Switch loss function causes "RuntimeError: Found dtype Double but expected Float"

I tried to fine tune the ResNe18 model on GPU. The training code runs OK. However, I decided to further train the produced model using a different loss function (switched from L1 loss to L2 loss) but got the the error below. No other code or data changed.

RuntimeError: Found dtype Double but expected Float

Any idea what might have caused the issue and how to fix it?

Below is the information of my environment.

OS:                     Ubuntu 20.04 in Docker
python                 3.8.10
torch                   1.9.1+cu111
torchaudio              0.9.1
torchvision             0.10.1+cu111

It doesn’t work even if call loss = loss.to(torch.float32) to convert loss to torch.float32 before backward propagation.

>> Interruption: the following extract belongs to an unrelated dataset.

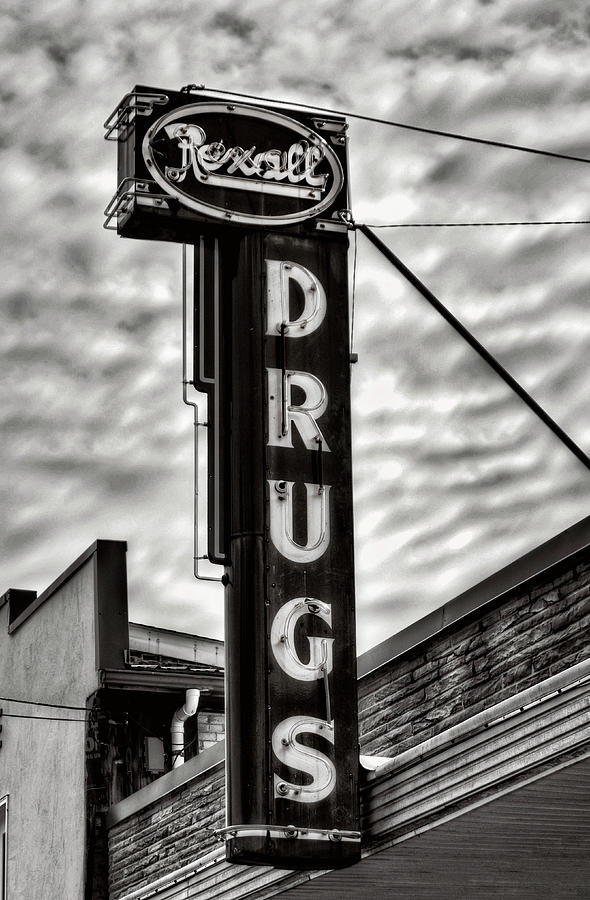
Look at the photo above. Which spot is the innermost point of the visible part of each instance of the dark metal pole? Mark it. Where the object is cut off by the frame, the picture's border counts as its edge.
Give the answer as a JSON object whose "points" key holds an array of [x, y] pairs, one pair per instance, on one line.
{"points": [[475, 344]]}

you shouldnt do it that way, you need to change the target/label to float, here is an example:

loss = nn.MSELoss()
input = torch.randn(3, 5, requires_grad=True)
target = torch.randn(3, 5)
output = loss(input, target.float())  # the floating can happen here 
output.backward()

What I’m confused is why does l1_loss work while mse_loss doesn’t work?

Im not sure, one reason can be probably because the backprop in the mse cannot handle double format since it is squared L2 norm, but for l1 it is not an issue.

It should not raise an issue in the backward, if the forward was successfully executed.
As mentioned in the other thread: could you post an executable code snippet which we could use to reproduce and debug this issue, please?